Но дело не только в широте кругозора. У Майи Михайловны был свой, особый «гамбургский счет», который и определил ее научные приоритеты последних двадцати пяти лет. Помню свое удивление, когда получил от нее в подарок ее новую книгу — о комедии дель арте (с шутливой дарственной надписью, глубоко серьезный смысл которой я сумел оценить много позднее: «Моему первому аспиранту с любовью к Ибсену и с приветом оному от commedia dell’arte»). По молодости лет мне казался странным такой внезапный поворот к Ренессансу после долгого изучения театра двадцатого века, который, на мой тогдашний наивный взгляд, был куда более интересным, чем ренессансные «древности». И лишь позднее, в ходе многолетнего общения с Майей Михайловной, я стал понимать причины этого неожиданного поворота, его глубокую обоснованность и даже необходимость. Приверженность гуманистической традиции и ее ренессансным истокам — вот что определяло и этот поворот, и всю сложность отношения Майи Михайловны к искусству двадцатого века, в котором она многое ценила, но столь же многое и не принимала, отчетливо видя тупики, возникавшие там, где решительно провозглашался разрыв с гуманизмом. Когда-то, возвещая этот разрыв, Фридрих Ницше запальчиво восклицал: «Возможно, человечество погибнет от этого. Что ж, пускай!» С первой половиной этого соблазнившего многих высказывания Майя Михайловна могла бы согласиться, но со второй — никогда. «Осторожно — человечество!» — вот призыв, под которым она подписалась бы без малейших колебаний. Слишком высокую цену заплатили за миражи «сверхчеловечества» ее современники, чтобы отказ от человеческого первородства мог вызывать у нее всего лишь отстраненно ироничную улыбку или просто-напросто равнодушие. Убежденность в том, что театр не может сохранять нейтралитет в той борьбе, которая длится уже более столетия и от исхода которой зависит само существование нашего человеческого мира, в первую очередь определяла ее оценки тех или иных сценических явлений — независимо от их чисто эстетических качеств, от чисто эстетического к ним подхода. Вспоминаю, как на предзащите кандидатской диссертации по Гротовскому Майя Михайловна, с театроведческой основательностью разобрав представленную на обсуждение работу, позволила себе глубоко личное и лишь поверхностному взгляду кажущееся странным высказывание: «Все-таки прав был Папа римский, отлучив Гротовского от церкви…». И после краткой паузы добавила: «Если человечество не свернет с пути, на котором оказалось, все закончится крахом».
«Я католичка», — сказала она однажды, имея в виду не конфессиональную принадлежность (к вопросам чисто религиозного характера она не проявляла, насколько мне известно, специального интереса), а, скорее, тип миропонимания, оказавшийся необходимой плодотворной почвой для ренессансного гуманизма и созданного им театра.

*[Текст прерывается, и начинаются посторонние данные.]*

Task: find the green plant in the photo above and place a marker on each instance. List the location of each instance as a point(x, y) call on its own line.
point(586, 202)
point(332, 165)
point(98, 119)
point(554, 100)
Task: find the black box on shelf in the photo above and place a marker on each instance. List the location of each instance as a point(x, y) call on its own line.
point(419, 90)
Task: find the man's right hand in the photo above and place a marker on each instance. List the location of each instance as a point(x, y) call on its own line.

Тут, пожалуй, вполне уместно вспомнить строки Вячеслава Иванова:
Где бормочут по-латыни,
Как-то верится беспечней,
Чем в скитах родной святыни, —
Простодушней, человечней…
Человечней… Вот, наверное, то слово, которое точнее всех остальных характеризует приоритеты Майи Михайловны (хорошо, однако, различавшей величайшие взлеты и глубокие падения человеческой природы, не игнорировавшей ее проблематичной — прежде всего с этической точки зрения — двойственности). Да и в самом деле — разве может отвергнуть человечность тот подлинно живой театр, к истокам которого обратилась Майя Михайловна в последние десятилетия? Разве может он обойтись без живой человеческой страсти, живой человеческой мысли, живого человеческого взгляда на мир?
«Благодаря актеру, — писала она, завершая свою последнюю статью, — живым драматическим лицом становится сам театр, весь театр, полный возвышающей душу скорби и любви, способный сохранить и передать будущему все гуманистические ценности».
Такова, пожалуй, суть того урока, который преподала нам Майя Михайловна и который мы должны помнить при любых, даже самых неблагоприятных обстоятельствах, обещаемых нам двадцать первым веком. Ведь без постоянного усвоения этой сути и верности ей невозможно сегодня ни сохранение театра, ни его жизнь в «большом времени».